García Pérez-Tomás, Andrés Ignacio. “La metáfora artesanal como principio organizador en mimbres de antonio del barrio estremera: el amor como tejido”. Zenodo, January 1, 2026. https://doi.org/10.5281/zenodo.19655099

LA METÁFORA ARTESANAL COMO PRINCIPIO ORGANIZADOR EN MIMBRES DE ANTONIO DEL BARRIO ESTREMERA: EL AMOR COMO TEJIDO

  1. Introducción

El título del poemario de Antonio del Barrio Estremera es, en sí mismo, un programa poético. Mimbres (2026) toma su nombre de las ramas delgadas y flexibles con las que los artesanos trenzaban cestos: objetos de uso cotidiano que requieren paciencia, destreza y la combinación armoniosa de múltiples elementos. Al nombrar así su libro, el autor declara desde el umbral mismo del texto cuál es su tesis: el amor verdadero es una obra artesanal, un cesto que se teje con veintiséis ingredientes o mimbres distintos, y cuya solidez depende de que ninguno de esos mimbres falte.

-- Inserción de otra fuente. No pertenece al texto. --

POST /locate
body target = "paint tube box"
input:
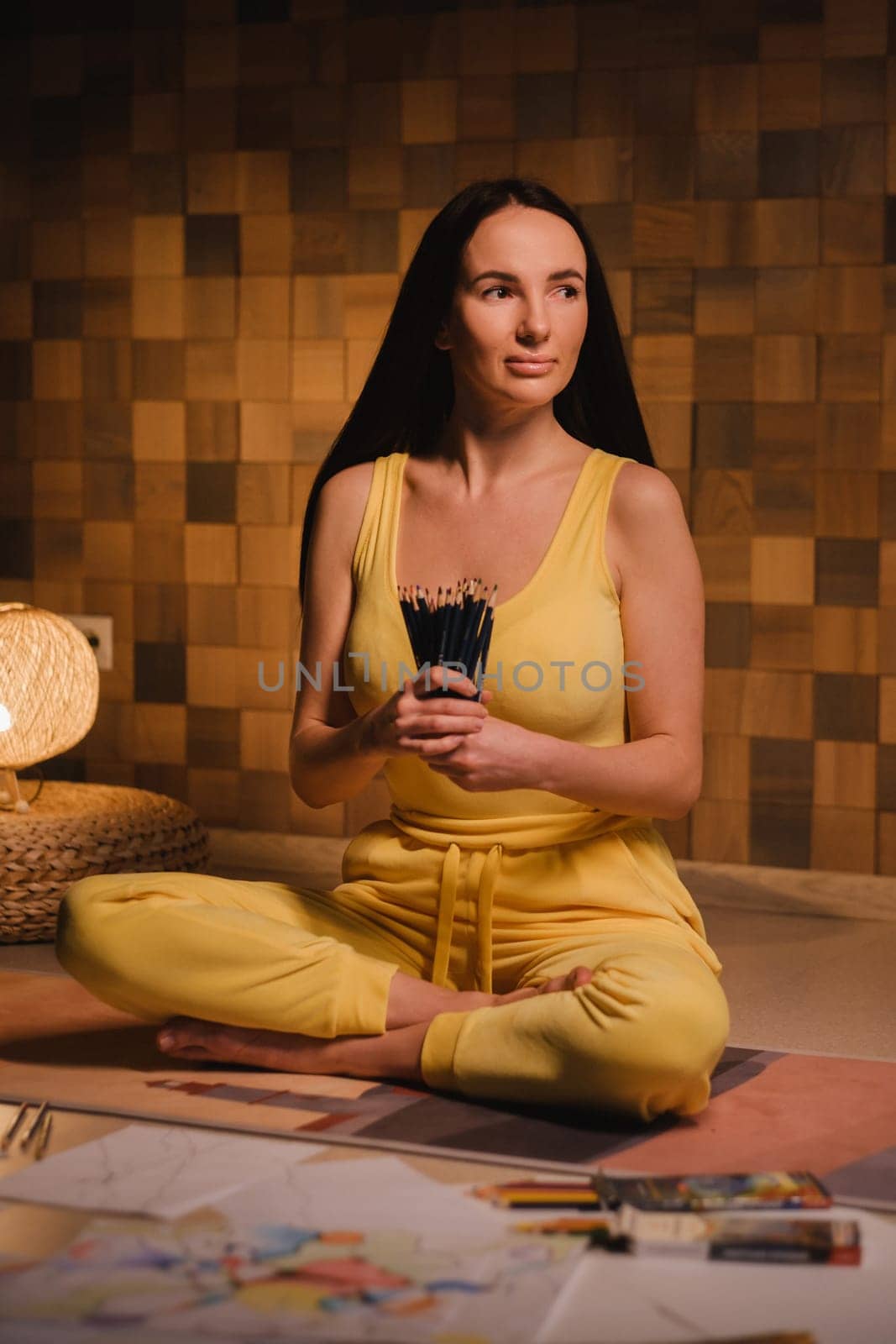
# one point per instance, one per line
(741, 1236)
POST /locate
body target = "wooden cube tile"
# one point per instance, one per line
(160, 732)
(210, 553)
(846, 503)
(782, 570)
(211, 676)
(262, 492)
(262, 370)
(846, 638)
(781, 638)
(783, 503)
(211, 615)
(786, 299)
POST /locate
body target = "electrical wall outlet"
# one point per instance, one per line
(98, 631)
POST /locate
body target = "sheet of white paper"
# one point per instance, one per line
(379, 1193)
(359, 1249)
(160, 1169)
(663, 1300)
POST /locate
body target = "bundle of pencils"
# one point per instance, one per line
(450, 629)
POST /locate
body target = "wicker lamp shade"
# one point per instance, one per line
(49, 685)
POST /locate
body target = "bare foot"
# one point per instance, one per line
(194, 1038)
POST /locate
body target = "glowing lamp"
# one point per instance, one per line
(49, 691)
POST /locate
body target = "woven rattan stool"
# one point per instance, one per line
(76, 830)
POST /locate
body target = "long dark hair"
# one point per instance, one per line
(409, 393)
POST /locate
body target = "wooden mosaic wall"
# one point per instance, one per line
(206, 208)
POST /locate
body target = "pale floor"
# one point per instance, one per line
(794, 983)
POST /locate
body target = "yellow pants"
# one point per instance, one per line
(641, 1038)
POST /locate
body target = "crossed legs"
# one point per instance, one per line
(265, 974)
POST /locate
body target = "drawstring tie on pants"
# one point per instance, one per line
(448, 900)
(479, 835)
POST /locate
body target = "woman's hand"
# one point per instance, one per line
(410, 725)
(493, 759)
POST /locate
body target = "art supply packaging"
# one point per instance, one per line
(714, 1191)
(732, 1236)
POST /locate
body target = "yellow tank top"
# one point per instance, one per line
(557, 665)
(555, 662)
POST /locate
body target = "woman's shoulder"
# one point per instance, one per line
(642, 503)
(641, 491)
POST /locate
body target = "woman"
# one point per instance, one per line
(516, 929)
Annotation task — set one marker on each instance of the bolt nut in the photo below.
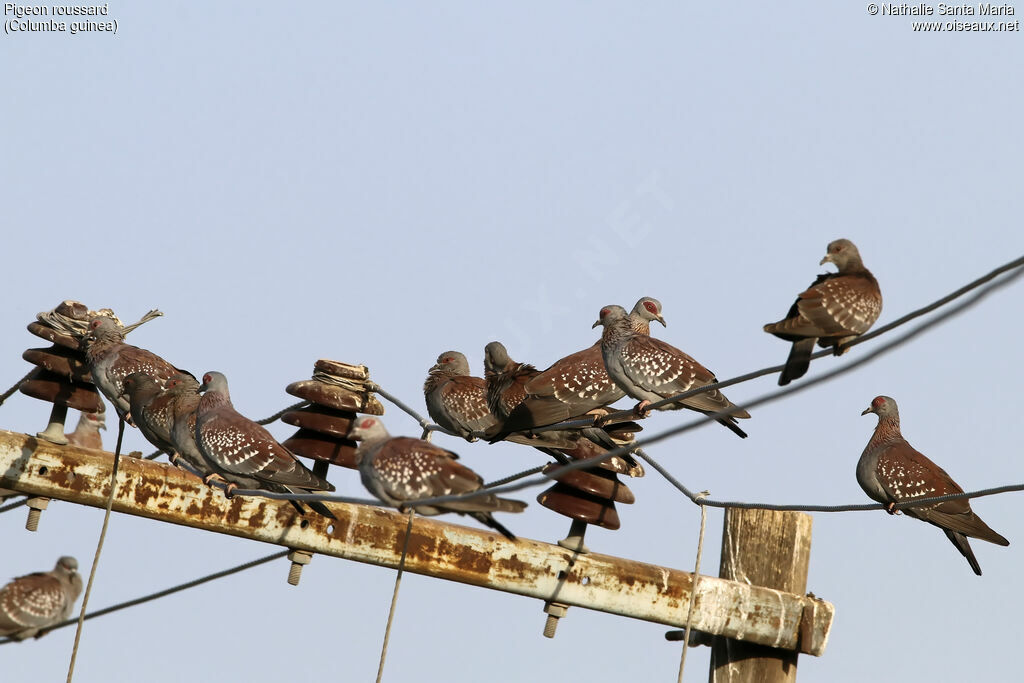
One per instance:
(36, 507)
(299, 558)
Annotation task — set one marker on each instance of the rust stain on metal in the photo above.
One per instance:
(453, 552)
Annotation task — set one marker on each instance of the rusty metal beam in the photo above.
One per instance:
(375, 536)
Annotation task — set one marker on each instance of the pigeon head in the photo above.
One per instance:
(67, 563)
(182, 381)
(496, 358)
(451, 363)
(102, 328)
(214, 381)
(609, 314)
(368, 429)
(649, 308)
(96, 420)
(884, 407)
(844, 254)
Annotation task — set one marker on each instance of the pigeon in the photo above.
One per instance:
(86, 434)
(890, 471)
(32, 604)
(111, 360)
(455, 399)
(398, 470)
(156, 410)
(574, 385)
(244, 453)
(834, 310)
(649, 370)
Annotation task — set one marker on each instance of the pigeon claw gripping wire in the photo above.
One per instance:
(299, 558)
(36, 507)
(554, 610)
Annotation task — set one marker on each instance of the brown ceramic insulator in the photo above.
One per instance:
(321, 419)
(60, 360)
(597, 482)
(51, 335)
(339, 369)
(47, 386)
(312, 444)
(335, 396)
(577, 505)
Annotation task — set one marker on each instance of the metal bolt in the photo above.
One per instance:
(36, 507)
(298, 558)
(555, 611)
(573, 541)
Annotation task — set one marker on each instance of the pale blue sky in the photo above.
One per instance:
(378, 184)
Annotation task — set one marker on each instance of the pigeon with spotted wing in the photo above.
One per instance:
(649, 370)
(244, 453)
(834, 310)
(399, 470)
(31, 604)
(890, 471)
(574, 385)
(111, 360)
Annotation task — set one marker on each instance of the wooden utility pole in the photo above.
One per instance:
(435, 548)
(772, 550)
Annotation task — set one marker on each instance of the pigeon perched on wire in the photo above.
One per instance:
(891, 471)
(834, 310)
(244, 453)
(650, 370)
(574, 385)
(399, 470)
(111, 360)
(33, 603)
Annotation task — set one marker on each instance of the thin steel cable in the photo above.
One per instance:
(772, 396)
(279, 414)
(622, 415)
(99, 549)
(766, 398)
(9, 392)
(13, 506)
(693, 588)
(394, 596)
(164, 593)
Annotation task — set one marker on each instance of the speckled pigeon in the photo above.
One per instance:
(573, 385)
(890, 470)
(835, 309)
(31, 604)
(111, 360)
(244, 453)
(86, 434)
(456, 400)
(650, 370)
(399, 470)
(155, 409)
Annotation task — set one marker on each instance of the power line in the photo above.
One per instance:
(165, 592)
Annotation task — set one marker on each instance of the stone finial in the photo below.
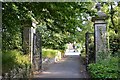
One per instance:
(98, 6)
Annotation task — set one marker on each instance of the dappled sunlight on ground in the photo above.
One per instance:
(68, 67)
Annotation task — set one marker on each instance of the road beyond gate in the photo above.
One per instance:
(69, 67)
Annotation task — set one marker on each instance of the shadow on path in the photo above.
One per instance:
(69, 67)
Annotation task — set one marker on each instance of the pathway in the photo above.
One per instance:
(69, 67)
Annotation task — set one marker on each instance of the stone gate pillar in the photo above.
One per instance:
(100, 34)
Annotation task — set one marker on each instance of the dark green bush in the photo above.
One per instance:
(50, 53)
(12, 59)
(105, 69)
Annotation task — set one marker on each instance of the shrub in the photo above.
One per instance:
(105, 69)
(12, 59)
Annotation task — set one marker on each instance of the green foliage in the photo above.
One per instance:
(49, 53)
(105, 69)
(12, 59)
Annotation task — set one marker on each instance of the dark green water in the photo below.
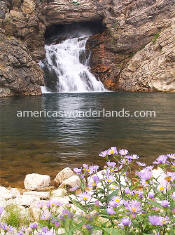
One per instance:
(46, 145)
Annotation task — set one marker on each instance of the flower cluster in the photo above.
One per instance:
(125, 197)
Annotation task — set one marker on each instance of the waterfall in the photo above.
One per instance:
(66, 67)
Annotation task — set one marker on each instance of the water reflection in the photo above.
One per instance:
(46, 145)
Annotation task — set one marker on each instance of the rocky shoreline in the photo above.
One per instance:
(134, 53)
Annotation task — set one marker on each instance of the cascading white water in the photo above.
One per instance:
(71, 72)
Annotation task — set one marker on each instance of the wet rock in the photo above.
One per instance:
(36, 181)
(63, 175)
(28, 6)
(73, 181)
(25, 200)
(40, 195)
(58, 192)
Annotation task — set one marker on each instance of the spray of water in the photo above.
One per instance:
(68, 66)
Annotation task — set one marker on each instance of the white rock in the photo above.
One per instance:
(60, 192)
(15, 192)
(40, 195)
(5, 193)
(63, 175)
(36, 181)
(73, 181)
(62, 200)
(26, 200)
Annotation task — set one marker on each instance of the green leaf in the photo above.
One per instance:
(113, 231)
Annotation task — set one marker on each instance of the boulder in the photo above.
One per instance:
(63, 175)
(36, 181)
(73, 181)
(5, 194)
(25, 200)
(60, 192)
(39, 195)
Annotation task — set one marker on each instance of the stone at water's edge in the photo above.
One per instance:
(36, 181)
(63, 175)
(71, 182)
(135, 53)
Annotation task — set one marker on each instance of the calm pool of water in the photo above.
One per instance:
(46, 145)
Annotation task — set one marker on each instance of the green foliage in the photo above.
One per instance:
(14, 218)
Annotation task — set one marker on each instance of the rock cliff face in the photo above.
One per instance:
(135, 53)
(21, 47)
(132, 54)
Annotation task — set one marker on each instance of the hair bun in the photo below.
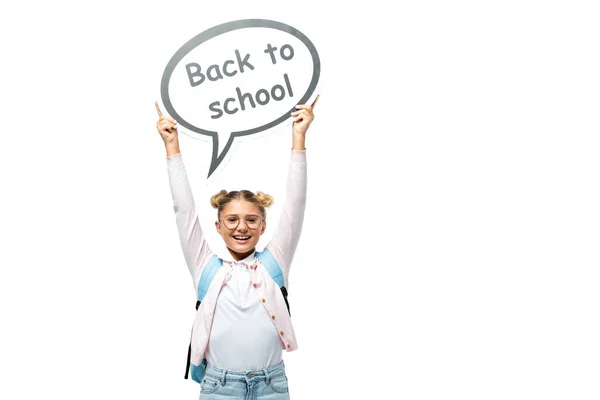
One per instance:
(264, 199)
(214, 200)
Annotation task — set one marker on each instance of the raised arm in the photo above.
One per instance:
(195, 248)
(287, 235)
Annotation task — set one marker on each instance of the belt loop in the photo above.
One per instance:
(223, 377)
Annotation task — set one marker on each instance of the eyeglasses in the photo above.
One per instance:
(232, 221)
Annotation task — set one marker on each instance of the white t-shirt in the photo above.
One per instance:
(242, 337)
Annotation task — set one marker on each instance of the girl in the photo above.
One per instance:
(242, 323)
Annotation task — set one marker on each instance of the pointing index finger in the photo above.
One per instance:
(157, 108)
(315, 102)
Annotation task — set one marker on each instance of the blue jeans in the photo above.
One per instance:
(266, 384)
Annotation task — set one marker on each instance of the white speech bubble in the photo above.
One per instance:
(238, 79)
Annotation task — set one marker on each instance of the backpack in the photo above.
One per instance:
(209, 272)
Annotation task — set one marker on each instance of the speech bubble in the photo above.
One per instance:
(238, 79)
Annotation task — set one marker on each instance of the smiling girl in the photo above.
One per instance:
(242, 324)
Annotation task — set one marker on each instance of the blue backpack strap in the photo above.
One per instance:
(208, 273)
(269, 262)
(207, 276)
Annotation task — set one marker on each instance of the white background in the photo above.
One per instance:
(450, 249)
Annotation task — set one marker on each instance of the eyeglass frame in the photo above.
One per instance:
(240, 219)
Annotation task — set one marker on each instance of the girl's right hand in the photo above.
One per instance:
(167, 127)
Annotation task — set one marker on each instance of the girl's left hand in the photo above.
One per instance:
(303, 117)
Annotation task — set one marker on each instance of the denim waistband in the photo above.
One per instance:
(224, 375)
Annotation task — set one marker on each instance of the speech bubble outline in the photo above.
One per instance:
(215, 31)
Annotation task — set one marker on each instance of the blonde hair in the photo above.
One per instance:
(221, 199)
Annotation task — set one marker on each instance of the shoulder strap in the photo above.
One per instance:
(207, 276)
(269, 262)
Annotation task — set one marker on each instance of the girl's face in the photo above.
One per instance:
(240, 225)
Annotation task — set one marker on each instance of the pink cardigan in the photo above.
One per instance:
(197, 253)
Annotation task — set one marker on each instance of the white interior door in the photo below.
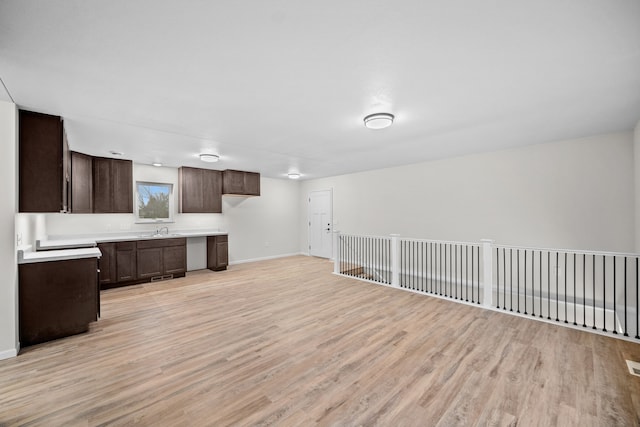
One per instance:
(320, 223)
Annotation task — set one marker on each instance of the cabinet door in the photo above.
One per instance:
(126, 261)
(149, 262)
(217, 253)
(232, 182)
(212, 191)
(107, 263)
(56, 299)
(200, 190)
(122, 181)
(102, 186)
(222, 255)
(40, 164)
(174, 259)
(252, 183)
(112, 185)
(81, 183)
(191, 189)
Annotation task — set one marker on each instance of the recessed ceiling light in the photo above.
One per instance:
(378, 120)
(210, 158)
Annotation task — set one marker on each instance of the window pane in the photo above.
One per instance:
(153, 200)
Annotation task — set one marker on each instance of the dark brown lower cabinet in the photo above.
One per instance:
(161, 258)
(217, 252)
(174, 260)
(107, 264)
(126, 264)
(149, 262)
(57, 299)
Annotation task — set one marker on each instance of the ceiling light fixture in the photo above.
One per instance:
(378, 120)
(209, 158)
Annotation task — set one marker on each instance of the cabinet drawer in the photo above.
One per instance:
(125, 246)
(161, 243)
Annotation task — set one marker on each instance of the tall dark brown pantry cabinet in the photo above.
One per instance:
(43, 172)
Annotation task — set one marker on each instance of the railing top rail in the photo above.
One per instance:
(448, 242)
(363, 235)
(570, 251)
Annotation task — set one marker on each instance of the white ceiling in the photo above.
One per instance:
(283, 85)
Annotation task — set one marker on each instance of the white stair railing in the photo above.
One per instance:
(594, 291)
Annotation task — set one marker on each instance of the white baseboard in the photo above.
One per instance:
(7, 354)
(243, 261)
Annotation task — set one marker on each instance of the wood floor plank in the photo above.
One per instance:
(285, 342)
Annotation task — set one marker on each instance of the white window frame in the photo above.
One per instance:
(167, 220)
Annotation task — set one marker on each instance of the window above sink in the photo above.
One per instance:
(154, 202)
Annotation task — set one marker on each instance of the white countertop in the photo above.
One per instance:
(58, 248)
(65, 242)
(28, 256)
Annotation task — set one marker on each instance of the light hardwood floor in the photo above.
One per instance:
(285, 342)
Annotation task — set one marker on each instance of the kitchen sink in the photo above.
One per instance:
(159, 236)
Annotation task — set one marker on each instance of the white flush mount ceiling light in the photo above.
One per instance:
(209, 158)
(378, 120)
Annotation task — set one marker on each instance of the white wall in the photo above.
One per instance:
(259, 227)
(636, 169)
(569, 194)
(8, 259)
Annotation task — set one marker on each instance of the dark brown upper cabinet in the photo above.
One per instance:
(200, 190)
(217, 252)
(240, 183)
(43, 168)
(81, 183)
(112, 185)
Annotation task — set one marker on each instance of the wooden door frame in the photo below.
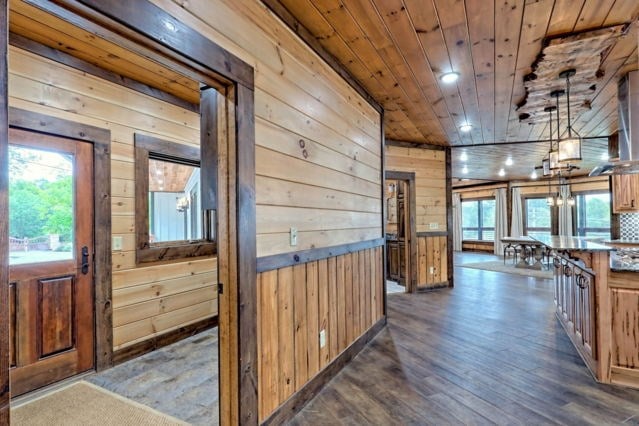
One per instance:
(101, 141)
(409, 178)
(143, 26)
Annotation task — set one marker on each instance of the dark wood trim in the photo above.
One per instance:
(208, 148)
(307, 37)
(164, 339)
(432, 234)
(167, 148)
(145, 250)
(101, 140)
(299, 399)
(5, 395)
(382, 135)
(246, 240)
(418, 145)
(395, 175)
(81, 65)
(143, 17)
(443, 284)
(277, 261)
(449, 217)
(409, 177)
(142, 27)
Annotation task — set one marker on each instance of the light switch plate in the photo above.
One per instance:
(116, 244)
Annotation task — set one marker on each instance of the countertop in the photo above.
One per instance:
(558, 242)
(622, 241)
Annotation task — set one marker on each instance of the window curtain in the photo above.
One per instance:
(565, 212)
(457, 226)
(517, 225)
(501, 219)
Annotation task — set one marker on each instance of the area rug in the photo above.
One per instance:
(83, 403)
(498, 266)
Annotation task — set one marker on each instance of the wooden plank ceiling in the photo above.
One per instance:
(398, 50)
(35, 24)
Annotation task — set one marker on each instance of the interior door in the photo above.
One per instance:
(50, 259)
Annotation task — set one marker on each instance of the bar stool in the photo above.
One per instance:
(510, 250)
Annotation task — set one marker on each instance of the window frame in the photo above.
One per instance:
(479, 227)
(575, 215)
(553, 215)
(149, 147)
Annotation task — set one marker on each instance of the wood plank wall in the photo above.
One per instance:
(318, 150)
(150, 300)
(318, 169)
(432, 261)
(429, 166)
(342, 295)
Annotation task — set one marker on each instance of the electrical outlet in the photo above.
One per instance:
(116, 244)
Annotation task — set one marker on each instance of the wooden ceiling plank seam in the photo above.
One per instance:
(620, 12)
(590, 16)
(377, 46)
(46, 35)
(604, 95)
(511, 14)
(391, 52)
(531, 37)
(457, 41)
(482, 41)
(417, 15)
(388, 88)
(402, 66)
(564, 17)
(40, 17)
(452, 104)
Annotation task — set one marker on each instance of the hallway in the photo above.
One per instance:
(489, 351)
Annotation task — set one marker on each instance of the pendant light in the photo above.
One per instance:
(546, 163)
(553, 155)
(570, 147)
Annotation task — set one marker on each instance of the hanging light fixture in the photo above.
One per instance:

Este Trabajo de Fin de Grado se propone analizar esa metáfora artesanal en su alcance pleno: cómo se introduce en el título y el prólogo, cómo se despliega a lo largo de los veintiséis poemas, qué variantes y extensiones adopta, y qué relación guarda con otras metáforas estructurantes del libro (el jardín, la construcción, el camino). Asimismo, el trabajo sitúa la metáfora artesanal del amor en la tradición literaria española, identificando antecedentes y comparables que iluminen la singularidad de la propuesta de Del Barrio Estremera.

La hipótesis central es que la metáfora artesanal en Mimbres no es un adorno retórico sino la arquitectura conceptual del libro: el principio organizador que da coherencia al poemario, que justifica su estructura taxonómica y que articula su propuesta ética. Comprender esa metáfora es comprender el libro.

  1. Marco teórico: la metáfora conceptual

El análisis se sustenta en la teoría de la metáfora conceptual desarrollada por George Lakoff y Mark Johnson en su influyente obra Metaphors We Live By (1980). Para estos autores, la metáfora no es un ornamento del lenguaje sino un mecanismo cognitivo fundamental mediante el cual comprendemos dominios abstractos en términos de dominios más concretos y experiencialmente familiares. Así, comprender el amor en términos de trabajo artesanal —como hace Del Barrio Estremera— no es una elección estética sino una operación cognitiva que revela cómo el poeta concibe el amor.

La metáfora conceptual que organiza Mimbres puede formularse del siguiente modo: EL AMOR ES UNA OBRA ARTESANAL. Este dominio fuente (la artesanía, el tejido, la cestería) estructura el dominio meta (el amor) de múltiples maneras: el amor requiere materiales (los mimbres), exige habilidad y trabajo (la lucha y el sacrificio), puede romperse si se descuida (la reconciliación), y produce un objeto bello y útil cuando se ejecuta bien (la convivencia lograda).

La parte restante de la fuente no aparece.